The line of cars stretched around the curve at her back. Since the ramp climbed as it turned, she had vantage to see the angry faces in the windshields, still honking, urging her forward though she had nowhere to do. And behind them, coming full speed around the bend, was a huge truck, loaded so heavy with freight that its suspension hung low, but still, somehow, it had gathered enough momentum to be barreling around this curve. She knew it didn’t have room to stop. It was going too fast. She didn’t realize she had begun screaming again until she felt the searing pain in her throat as her voice rose and cracked. Despite the fact that no one could hear her, despite the fact that it could make no difference, she screamed her warning—No! Watch out! Slow down! Stop! Stop! STOP!


But the truck didn’t stop.


She watched it slam into the cars at the back of the line and obliterate them. Parts flew into the air. She felt sick as she watched the bodies slung across the asphalt from the impact. But still the truck did not stop. It continued to smash through car after car, crumpling them, flattening them, disintegrating them into twisted wreckage. It was impossible, but the truck continued to crash forward, a monster, a leviathan in its destruction, never slowing as it demolished one car after another—a convenient line of prey, single file and nowhere to go, they were all sitting ducks, there for the taking as the hungry truck gobbled them all up. It wasn’t long before her rear-view mirror showed no other cars, only devastation and one commanding image: that of the truck bearing down on her. When it was so close that its menacing grill—a gruesome mouth of metal teeth on which she was certain she saw smears of oil and blood—was the only thing reflected back to her, she closed her eyes and braced for the impact.

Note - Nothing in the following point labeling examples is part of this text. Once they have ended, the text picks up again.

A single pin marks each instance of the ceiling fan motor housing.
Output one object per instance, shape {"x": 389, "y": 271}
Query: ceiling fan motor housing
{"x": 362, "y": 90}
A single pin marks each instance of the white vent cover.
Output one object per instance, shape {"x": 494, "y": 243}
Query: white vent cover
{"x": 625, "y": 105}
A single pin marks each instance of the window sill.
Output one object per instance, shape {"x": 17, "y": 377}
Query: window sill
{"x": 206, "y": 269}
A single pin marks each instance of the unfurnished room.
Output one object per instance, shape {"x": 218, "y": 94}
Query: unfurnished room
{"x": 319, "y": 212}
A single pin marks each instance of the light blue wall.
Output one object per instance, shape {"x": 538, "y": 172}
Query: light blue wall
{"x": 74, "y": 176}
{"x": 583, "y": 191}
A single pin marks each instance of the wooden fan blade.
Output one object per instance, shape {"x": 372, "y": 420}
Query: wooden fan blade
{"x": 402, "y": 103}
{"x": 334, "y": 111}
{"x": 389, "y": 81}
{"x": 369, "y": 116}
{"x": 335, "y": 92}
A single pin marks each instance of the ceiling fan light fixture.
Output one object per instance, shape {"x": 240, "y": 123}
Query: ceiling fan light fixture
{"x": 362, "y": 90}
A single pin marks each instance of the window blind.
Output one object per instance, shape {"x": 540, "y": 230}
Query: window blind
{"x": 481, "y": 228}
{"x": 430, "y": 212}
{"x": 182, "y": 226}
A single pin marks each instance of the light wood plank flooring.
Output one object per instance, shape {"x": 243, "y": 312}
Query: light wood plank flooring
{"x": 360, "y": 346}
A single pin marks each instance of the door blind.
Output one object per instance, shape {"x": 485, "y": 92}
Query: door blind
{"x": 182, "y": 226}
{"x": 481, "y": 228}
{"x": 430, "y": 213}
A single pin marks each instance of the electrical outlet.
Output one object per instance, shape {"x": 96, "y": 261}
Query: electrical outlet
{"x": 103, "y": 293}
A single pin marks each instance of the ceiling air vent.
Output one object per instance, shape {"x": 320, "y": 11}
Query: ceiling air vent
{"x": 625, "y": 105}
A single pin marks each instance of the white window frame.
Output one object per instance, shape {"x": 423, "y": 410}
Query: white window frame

She sat up in bed. Her body was soaked in sweat. The sheets around her felt saturated. She rested her hand on her chest, sticky with perspiration, and tried to catch her breath.

“The dream again, honey?” her husband mumbled sleepily as he sat up in bed next to her and pressed his hand gently to her back. Where his skin met hers she could feel a thick film of moisture. He undoubtedly felt it too, but in kindness did not snatch his hand away in revulsion. She wouldn’t have blamed him; she felt repulsive. She nodded her head, then, realizing he couldn’t see her in the dark of their bedroom, whispered her “yes.”


“I’m sorry, babe,” he said, as he gave her a gentle kiss on her sweat-soaked cheek. “Need anything?” Again, she gave a shake of her head, caught herself, and answered him out loud. “Ok, let me know if you do,” he said in a voice still laced with sleep before lying back down and rolling over on his side. He’d be snoring again in moments. She remained sitting up, catching her breath, her whole body vibrating with panic.


She had told him about the dream before. It was impossible not to after the third or fourth time she woke screaming, thrashing, or in swimming in sweat. What she didn’t tell him is that the nightmare wasn’t simply an invention of her sleeping mind. She didn’t tell him that it was a distorted representation of something that she had really seen. The dream ran away with the details, magnified and exaggerated them so they were fiction enough while still holding onto sufficient realism that it cut at her every time. Even when the dream did not torment her sleep, though it did often enough, the memories it evoked would haunt her waking thoughts as well. She told him of feeling trapped. She told him of the walls closing in—though she knew they never narrowed that way, to catch a car and hold it there like prey—but in the dream, they always grabbed her. She told him about the crashes, the bodies, the devastation. How she could see fear in the eyes of every person before the truck barreled through, moving forward impossibly. She knew in reality a truck like that would have come to a stop after decimating only a few cars, not a huge line like in her dream, but it was no comfort. The knowledge did not make her stomach turn any less violently when she thought about it.


Yes, she had told him all the details of the dream except for one: the fact that it was based in reality. She had not told him she was there that day. She had not told him of all the dead bodies, severed and crushed, that she had really seen. And she especially had not told him that she had been the one driving the truck.